Object: Reports in the literature have offered discussions of the feasibility, efficacy, and safety of balloon-assisted Guglielmi detachable coil (GDC) placement in wide-necked intracranial aneurysms, which was first described by Jacques Moret as the "remodeling technique." In this article the authors summarize their results in a subset of aneurysms treated with GDCs using the remodeling technique.

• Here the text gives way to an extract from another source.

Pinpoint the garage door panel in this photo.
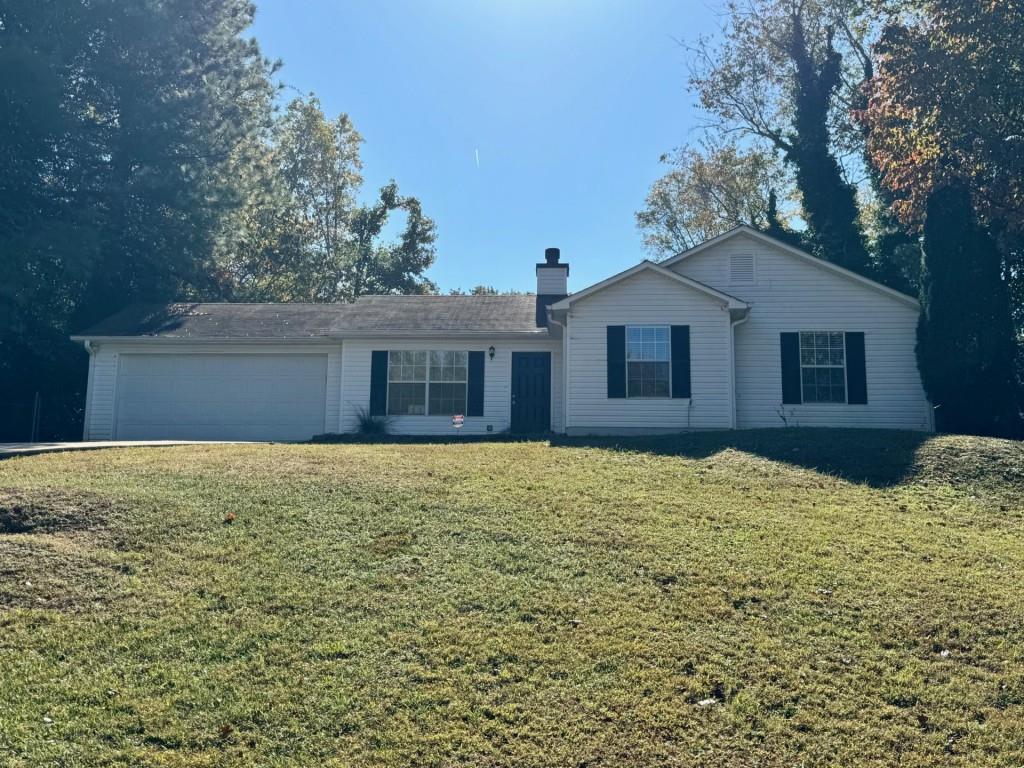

Methods: This report contains a retrospective analysis of 72 patients with 75 aneurysms who underwent 79 endovascular procedures performed using the remodeling technique. Morphological outcome was determined at the end of each procedure and by reviewing available follow-up angiograms. Clinical assessments and outcomes are reported using a modified Glasgow Outcome Scale. Coils were placed in 66 (88%) of 75 aneurysms selected for treatment. In eight aneurysms (11%) treatment failures occurred due to the tortuosity of the vessel used to reach the aneurysms or because of balloon inadequacies. Incorporating all available follow-up data the authors found that 50 (78%) of 64 aneurysms were completely or subtotally (> 95%) occluded and eight (12%) of 64 were incompletely (< 95%) occluded. Since the time of coil placement, eight aneurysms have progressed to complete occlusion and another five have exhibited progressive thrombosis on follow-up angiograms. In three aneurysms there has been neck remnant growth. Surgical clipping was performed to treat six aneurysms after an initial coil placement procedure. Permanent incidences of morbidity were limited to four patients and there were three deaths directly related to the procedure.
Conclusions: The remodeling technique shows promise in increasing the number of cerebral aneurysms amenable to treatment by endovascular coil placement, and offers an alternative approach to aneurysms that have met with failed surgical treatment or are surgically inaccessible. Long-term follow-up review is needed to determine the final outcome of aneurysms treated by this technique.